René „Dr. Plasma“ Bussiahn (links) und Stephan Krafczyk bei der Laborarbeit

Chronische Wunden heilen, die heute als kaum noch therapierbar gelten: Mit dieser Idee gewann Coldplasmatech Ende November den Gründerpreis der Familienunternehmen. Wie es mit dem Startup vorangeht, verraten die beiden Gründer Carsten Mahrenholz und Tobias Güra im Gründertagebuch. Hier geht’s zur ersten Folge.

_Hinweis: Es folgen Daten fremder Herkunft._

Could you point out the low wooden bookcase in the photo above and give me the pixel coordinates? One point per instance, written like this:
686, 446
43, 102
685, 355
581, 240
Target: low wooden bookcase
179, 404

Nach den abwechslungsreichen Gesprächen und der großen Medienpräsenz bei der Preisverleihung im Axel-Springer-Haus in Berlin brauchten wir das folgende Wochenende, um uns wieder auf unsere eigentlichen Aufgaben zu fokussieren. Unser Invention-Preis steht jetzt bei den Entwicklern Stephan und René im Labor und fügt sich harmonisch in das metalldominierte Laborpanorama ein.

Der Arbeitsalltag hat uns wieder – und so sieht man bei der abendlichen Dämmerung oder heruntergezogenem Sonnenschutz ein bläuliches Leuchten hinter unseren Laborfenstern. Es stammt von der Oberfläche eines Plasma-Patches, welches den Versuchsbereich erhellt. Dieses Leuchten ist neben UV-Strahlung, elektrischen Feldern und reaktiven Spezies eine Komponente des ionisierten Gases, mit dem wir Wunden behandeln werden.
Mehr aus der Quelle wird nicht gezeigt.